Thursday 6th June 2019

 

Time:4.00pm

 

Ground Floor Seminar Room

25 Howland Street, London, W1T 4JG

 

Exploring the learning principle in the brain

 

Animals adapt to the environment for survival. Synaptic plasticity is considered a major mechanism underlying this process. However, the best-known form of synaptic plasticity, i.e., Hebbian plasticity that depends on pre- and post-synaptic activity, can surge coincident activity in model neurons beyond a physiological range. Our lab has explored how neural circuits learn about the environment by synaptic plasticity.

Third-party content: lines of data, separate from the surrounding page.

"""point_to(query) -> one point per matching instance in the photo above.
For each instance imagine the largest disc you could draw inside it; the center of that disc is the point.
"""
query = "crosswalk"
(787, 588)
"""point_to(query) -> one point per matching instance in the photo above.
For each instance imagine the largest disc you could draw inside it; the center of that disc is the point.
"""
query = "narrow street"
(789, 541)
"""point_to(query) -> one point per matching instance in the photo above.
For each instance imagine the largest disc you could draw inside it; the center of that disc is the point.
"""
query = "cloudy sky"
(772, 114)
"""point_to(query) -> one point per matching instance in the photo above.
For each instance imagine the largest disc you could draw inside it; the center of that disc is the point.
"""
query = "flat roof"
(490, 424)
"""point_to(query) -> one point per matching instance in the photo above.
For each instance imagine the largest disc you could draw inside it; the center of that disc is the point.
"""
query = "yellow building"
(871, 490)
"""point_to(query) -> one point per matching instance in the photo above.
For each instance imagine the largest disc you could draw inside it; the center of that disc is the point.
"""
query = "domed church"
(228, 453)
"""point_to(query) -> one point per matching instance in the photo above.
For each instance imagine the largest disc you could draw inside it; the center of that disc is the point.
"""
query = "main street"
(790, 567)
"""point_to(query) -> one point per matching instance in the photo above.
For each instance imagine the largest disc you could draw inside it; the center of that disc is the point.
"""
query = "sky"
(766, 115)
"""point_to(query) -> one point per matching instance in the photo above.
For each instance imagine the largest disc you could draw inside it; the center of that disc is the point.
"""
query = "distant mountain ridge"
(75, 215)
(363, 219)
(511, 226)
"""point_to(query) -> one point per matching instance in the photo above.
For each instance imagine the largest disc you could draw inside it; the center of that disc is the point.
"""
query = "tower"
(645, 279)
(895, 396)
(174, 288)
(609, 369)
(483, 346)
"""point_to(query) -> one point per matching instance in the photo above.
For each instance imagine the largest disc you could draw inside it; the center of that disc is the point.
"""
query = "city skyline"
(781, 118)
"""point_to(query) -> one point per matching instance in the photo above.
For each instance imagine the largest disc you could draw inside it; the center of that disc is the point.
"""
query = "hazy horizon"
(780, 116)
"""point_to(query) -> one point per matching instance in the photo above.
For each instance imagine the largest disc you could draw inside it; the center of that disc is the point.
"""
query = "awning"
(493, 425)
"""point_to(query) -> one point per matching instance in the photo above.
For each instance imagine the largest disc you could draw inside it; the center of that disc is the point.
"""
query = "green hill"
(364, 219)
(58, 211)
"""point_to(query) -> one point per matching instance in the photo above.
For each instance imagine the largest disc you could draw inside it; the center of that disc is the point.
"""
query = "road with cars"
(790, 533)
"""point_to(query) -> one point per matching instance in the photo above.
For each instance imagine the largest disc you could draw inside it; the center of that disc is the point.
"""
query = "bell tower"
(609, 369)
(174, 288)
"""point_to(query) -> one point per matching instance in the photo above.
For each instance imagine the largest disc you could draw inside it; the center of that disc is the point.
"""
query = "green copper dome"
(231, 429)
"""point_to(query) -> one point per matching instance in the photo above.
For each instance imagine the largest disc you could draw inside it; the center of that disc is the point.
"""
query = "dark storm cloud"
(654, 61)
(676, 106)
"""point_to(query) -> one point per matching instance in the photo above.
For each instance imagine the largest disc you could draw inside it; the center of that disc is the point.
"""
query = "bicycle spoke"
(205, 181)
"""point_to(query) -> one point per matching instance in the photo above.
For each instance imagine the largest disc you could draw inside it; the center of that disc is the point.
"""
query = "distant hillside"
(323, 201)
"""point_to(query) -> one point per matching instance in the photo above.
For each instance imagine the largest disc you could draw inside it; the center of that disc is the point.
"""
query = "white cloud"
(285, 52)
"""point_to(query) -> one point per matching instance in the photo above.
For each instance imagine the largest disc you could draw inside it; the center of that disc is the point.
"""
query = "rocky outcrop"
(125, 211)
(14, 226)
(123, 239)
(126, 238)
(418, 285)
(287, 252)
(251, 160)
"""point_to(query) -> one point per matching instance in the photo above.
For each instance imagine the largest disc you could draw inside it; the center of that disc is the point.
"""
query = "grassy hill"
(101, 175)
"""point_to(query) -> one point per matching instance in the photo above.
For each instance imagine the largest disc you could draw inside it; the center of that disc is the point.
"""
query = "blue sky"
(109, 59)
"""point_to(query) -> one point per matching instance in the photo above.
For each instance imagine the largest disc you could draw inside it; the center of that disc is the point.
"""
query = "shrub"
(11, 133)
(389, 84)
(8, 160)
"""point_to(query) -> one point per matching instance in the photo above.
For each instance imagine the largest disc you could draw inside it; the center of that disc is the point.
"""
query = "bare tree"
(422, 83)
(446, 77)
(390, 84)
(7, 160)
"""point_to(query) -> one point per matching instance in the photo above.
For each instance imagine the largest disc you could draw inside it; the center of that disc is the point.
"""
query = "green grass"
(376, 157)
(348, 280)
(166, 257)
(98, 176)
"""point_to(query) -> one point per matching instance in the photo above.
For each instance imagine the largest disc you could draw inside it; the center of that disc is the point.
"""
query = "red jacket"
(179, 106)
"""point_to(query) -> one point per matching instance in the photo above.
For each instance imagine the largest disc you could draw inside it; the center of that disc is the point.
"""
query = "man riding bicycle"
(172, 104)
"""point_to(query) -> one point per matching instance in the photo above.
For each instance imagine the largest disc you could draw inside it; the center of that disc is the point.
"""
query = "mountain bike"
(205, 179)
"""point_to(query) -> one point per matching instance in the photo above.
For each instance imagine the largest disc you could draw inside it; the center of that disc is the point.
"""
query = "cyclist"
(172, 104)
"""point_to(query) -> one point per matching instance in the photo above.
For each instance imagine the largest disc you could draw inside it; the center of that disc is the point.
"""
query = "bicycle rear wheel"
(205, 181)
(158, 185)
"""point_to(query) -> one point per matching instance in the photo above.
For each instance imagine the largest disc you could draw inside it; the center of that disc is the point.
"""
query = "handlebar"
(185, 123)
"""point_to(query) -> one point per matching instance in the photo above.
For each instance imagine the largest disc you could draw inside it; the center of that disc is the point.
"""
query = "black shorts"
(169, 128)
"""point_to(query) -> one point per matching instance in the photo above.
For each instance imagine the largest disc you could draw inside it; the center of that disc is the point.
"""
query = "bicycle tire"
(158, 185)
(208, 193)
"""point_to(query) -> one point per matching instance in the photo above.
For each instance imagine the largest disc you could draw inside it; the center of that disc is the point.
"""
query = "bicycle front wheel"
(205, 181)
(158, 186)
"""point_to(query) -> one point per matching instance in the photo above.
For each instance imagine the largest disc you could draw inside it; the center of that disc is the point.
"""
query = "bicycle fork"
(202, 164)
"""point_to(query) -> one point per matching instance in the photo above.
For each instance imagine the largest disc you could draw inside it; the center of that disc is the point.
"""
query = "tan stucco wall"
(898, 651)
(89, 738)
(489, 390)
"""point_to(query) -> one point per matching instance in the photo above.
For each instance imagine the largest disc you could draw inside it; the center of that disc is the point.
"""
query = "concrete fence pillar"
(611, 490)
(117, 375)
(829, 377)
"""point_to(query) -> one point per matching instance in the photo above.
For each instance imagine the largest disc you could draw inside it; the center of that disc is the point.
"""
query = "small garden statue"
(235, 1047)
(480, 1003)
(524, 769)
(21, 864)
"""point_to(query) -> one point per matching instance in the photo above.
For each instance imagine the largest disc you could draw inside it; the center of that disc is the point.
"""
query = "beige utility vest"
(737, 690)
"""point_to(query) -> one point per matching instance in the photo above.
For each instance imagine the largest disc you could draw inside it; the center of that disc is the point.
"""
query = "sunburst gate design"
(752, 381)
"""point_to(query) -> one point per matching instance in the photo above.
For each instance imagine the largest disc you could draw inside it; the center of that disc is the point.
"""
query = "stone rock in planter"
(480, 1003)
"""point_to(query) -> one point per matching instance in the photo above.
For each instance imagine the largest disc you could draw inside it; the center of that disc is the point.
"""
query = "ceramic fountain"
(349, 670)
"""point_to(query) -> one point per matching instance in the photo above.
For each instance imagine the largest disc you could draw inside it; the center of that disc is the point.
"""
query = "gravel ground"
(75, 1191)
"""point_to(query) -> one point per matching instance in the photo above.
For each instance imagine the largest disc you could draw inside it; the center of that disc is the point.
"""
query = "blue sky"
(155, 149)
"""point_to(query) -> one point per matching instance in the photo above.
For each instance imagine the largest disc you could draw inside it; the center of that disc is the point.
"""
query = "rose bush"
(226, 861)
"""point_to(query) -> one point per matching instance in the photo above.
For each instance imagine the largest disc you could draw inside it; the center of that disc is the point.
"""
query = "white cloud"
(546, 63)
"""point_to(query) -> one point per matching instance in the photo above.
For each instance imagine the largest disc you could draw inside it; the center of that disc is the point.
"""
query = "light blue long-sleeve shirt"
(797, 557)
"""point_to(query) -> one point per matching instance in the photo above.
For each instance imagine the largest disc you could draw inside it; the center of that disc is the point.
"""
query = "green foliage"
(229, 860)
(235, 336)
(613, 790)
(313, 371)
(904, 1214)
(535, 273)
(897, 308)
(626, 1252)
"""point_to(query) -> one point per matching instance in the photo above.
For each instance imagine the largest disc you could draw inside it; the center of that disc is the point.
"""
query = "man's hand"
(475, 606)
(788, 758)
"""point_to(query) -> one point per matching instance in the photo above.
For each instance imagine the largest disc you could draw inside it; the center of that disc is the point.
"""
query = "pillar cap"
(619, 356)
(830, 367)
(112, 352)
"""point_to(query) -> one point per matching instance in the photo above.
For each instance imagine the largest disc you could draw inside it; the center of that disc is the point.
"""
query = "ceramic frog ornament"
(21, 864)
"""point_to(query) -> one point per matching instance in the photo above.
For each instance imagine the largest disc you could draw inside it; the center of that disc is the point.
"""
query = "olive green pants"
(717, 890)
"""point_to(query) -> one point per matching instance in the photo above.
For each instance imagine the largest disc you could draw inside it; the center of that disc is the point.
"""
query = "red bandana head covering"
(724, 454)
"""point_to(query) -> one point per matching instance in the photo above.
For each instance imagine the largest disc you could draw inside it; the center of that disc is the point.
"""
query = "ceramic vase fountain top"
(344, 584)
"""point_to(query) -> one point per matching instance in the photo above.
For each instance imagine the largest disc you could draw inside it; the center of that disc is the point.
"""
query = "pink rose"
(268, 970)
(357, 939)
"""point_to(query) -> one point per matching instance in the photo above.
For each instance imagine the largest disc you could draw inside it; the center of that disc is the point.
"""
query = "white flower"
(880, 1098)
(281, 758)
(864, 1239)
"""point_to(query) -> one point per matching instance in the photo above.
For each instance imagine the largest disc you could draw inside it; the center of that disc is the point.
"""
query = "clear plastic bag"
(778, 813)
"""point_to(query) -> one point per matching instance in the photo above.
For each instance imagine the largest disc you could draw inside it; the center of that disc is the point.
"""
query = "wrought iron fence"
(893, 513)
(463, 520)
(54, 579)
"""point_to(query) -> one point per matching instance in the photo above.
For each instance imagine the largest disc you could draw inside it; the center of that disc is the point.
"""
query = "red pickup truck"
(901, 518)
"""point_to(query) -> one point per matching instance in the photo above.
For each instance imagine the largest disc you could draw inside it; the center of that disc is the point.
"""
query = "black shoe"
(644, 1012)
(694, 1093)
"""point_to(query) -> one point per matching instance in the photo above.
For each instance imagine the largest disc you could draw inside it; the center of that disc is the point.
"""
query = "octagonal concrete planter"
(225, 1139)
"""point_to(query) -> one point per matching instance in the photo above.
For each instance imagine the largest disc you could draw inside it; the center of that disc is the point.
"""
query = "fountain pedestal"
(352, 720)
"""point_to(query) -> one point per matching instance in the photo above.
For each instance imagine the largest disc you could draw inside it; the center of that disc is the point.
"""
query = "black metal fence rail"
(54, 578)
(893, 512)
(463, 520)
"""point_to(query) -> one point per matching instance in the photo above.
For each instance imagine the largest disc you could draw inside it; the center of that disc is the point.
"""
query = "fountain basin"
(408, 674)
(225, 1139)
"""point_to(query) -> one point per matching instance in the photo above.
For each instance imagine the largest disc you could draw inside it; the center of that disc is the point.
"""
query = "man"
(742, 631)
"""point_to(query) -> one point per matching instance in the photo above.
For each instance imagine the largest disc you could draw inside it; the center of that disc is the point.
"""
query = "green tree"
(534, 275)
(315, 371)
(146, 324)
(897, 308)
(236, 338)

The instability of Hebbian plasticity could be mitigated by a global factor that modulates its outcome. For example, TNF-alpha that mediates homeostatic synaptic scaling is released by glia, reflecting the activity level of surrounding neurons. I show that a specific interaction of Hebbian plasticity with this global factor accounts for the time course of adaptation to the altered environment (Toyoizumi et al. 2015). At a more theoretical level, I ask what is the optimal synaptic plasticity rule for achieving an efficient representation of the environment. A solution is the error-gated Hebbian rule, whose update is proportional to the product of Hebbian change and a specific global factor. I show that this rule, suitable also in neuromorphic devices, robustly extracts hidden independent sources in the environment (Isomura and Toyoizumi 2016, 2018, 2019). Finally, I introduce that synapses change by intrinsic spine dynamics, even in the absence of synaptic plasticity. I show that physiological spine-volume distribution and stable cell assemblies are both achieved when intrinsic spine dynamics are augmented in a model (Humble et al. 2019). 

Bio:
Taro Toyoizumi is a Team Leader at RIKEN Center for Brain Science. He received his B.S. in physics from Tokyo Institute of Technology in 2001, and his M.S. and Ph.D. in computational neuroscience from the University of Tokyo in 2003 and 2006, respectively. He studied at the Center for Theoretical Neuroscience at Columbia University as a JSPS and Patterson Trust Postdoctoral Fellow. He then came to RIKEN Brain Science Institute as a Special Postdoctoral Researcher in 2010, was promoted to a Lab Head in 2011, and holds the current position since 2018. He has been studying the theory of neural plasticity by asking how neural circuits self-organize in the environment. Toyoizumi has received the International Neural Network Society, Young Investigator Award in 2008 and the Commendation for Science and Technology by the MEXT Japan, Young Scientists’ Prize in 2016.